A 64-year-old woman with unremarkable medical history visited her general practitioner in October 2011 with facial swelling. Specific exposures provoking these symptoms could not be identified, and after several days the swelling disappeared spontaneously. In November she presented at an affiliated hospital with progressive dyspnea, nonproductive cough, and fatigue, without fever or orthopnea. On examination the patient appeared comfortable, without signs of respiratory distress. The blood pressure was 110/54 mm Hg (baseline measurements: 142/90 mm Hg in 2010 and 140/80 mm Hg in 2011), the heart rate 67 beats/minute, temperature 36.9°C, and oxygen saturation 97% at ambient air (Fi_O2 21%). She had a normal jugular venous pressure, but bibasilar rales in the lungs, periorbital edema, and pitting edema in both legs. She reported a recent increase in bodyweight of 10 kg. Blood tests indicated hemoconcentration (hemoglobin 9.6 mM or 15.5 g/dl) and hypoalbuminemia (albumin 30 g/L). Blood count, electrolytes, and inflammatory markers were normal, as were renal function and liver enzymes. Chest radiography showed bilateral pulmonary edema, pleural effusion, and atelectasis. Cardiac failure was excluded by normal ventricular function on cardiac echography and normal N-terminal pro–brain natriuretic peptide levels (<121 ng/L). Other noninfectious causes of general edema, like anaphylaxis, C1-esterase inhibitor deficiency, malignancy (by positron emission tomography and computed tomography imaging), nephrotic syndrome, protein losing enteropathy, adrenal insufficiency, and systemic mastocytosis, were excluded. Because of steadily increasing dyspnea, our patient was treated with diuretics and underwent several thoracenteses. On further deterioration of clinical condition, she was referred to our academic center for analysis (March 2012).

Systemic capillary leak syndrome was considered, because serum analysis revealed the presence of M-protein (IgGκ 0.21 g/dl), a protein associated with capillary leak syndrome (3). However, the chronic character of the vascular leak and the presence of pleural effusions rendered systemic capillary leak syndrome less likely in our patient. Putative markers of systemic capillary leak syndrome, vascular endothelial growth factor and angiopoietin-2 (1, 4), were not detectable (both <0.1 ng/mL). To evaluate the severity of the vascular leak in the lungs we measured the pulmonary leak index, which determines the permeability of the lung vasculature on the basis of distribution of radiolabeled protein (5). The pulmonary leak index in our patient was 23 × 10⁻³/min, revealing substantially increased permeability of the lung vasculature (normal <14 × 10⁻³/min), and approaching values found in patients with acute respiratory distress syndrome (>30 × 10⁻³/min) (5).
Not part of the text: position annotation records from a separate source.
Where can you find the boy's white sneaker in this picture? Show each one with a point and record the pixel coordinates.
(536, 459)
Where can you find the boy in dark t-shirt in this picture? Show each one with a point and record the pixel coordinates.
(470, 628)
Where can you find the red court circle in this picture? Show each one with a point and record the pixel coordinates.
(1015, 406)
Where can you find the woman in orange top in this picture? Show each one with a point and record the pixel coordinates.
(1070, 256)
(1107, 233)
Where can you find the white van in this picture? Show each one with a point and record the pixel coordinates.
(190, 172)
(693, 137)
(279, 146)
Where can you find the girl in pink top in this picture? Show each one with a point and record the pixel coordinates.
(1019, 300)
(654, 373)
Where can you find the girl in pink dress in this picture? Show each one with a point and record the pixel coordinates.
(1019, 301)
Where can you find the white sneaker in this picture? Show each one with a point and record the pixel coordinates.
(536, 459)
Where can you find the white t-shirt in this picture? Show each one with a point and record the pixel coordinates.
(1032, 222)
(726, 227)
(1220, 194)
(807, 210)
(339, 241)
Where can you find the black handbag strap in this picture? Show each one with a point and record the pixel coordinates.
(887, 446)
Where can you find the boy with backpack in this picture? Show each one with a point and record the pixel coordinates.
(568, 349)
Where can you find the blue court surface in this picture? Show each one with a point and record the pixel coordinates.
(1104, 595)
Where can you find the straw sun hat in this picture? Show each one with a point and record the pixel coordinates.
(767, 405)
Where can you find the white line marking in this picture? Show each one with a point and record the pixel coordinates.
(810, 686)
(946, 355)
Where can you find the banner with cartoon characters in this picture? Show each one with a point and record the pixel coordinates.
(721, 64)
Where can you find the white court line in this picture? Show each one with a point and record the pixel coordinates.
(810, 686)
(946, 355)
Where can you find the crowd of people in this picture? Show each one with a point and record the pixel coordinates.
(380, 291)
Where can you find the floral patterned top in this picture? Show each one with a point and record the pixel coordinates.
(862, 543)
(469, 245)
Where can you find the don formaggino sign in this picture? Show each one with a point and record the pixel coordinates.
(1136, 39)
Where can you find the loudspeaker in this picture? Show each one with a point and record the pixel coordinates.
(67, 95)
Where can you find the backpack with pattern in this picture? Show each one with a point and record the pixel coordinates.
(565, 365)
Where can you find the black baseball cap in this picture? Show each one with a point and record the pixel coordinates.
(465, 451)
On the basis of these measurements, the increased body weight, mild hypotension, hypoalbuminemia, the hemoconcentration, and the absence of a clear eliciting condition, idiopathic vascular leak was diagnosed.

Because imatinib (Gleevec, Basel, Switzerland) was recently shown to protect against vascular leak (6), we started treatment with a low dose imatinib (200 mg/d). One month after initiation of imatinib treatment, the dyspnea had largely disappeared, which was demonstrated by a reduced requirement for thoracentesis. Simultaneously, body weight normalized and plasma albumin levels increased (Figure 1A), together with disappearance of peripheral edema. Chest radiography demonstrated reduced amounts of pleural fluid (Figure 1B). In August, the pulmonary leak index was 17 × 10⁻³/min, indicating reversal of the increased pulmonary vascular permeability (Figure 1A). The dyspnea had completely disappeared. No side effects of imatinib were observed. The patient consented to off-label use of imatinib, and provided written informed consent for publication of the case report. The institutional medical ethical committee gave permission for off-label use of imatinib, with reference to compassionate use in the acute setting.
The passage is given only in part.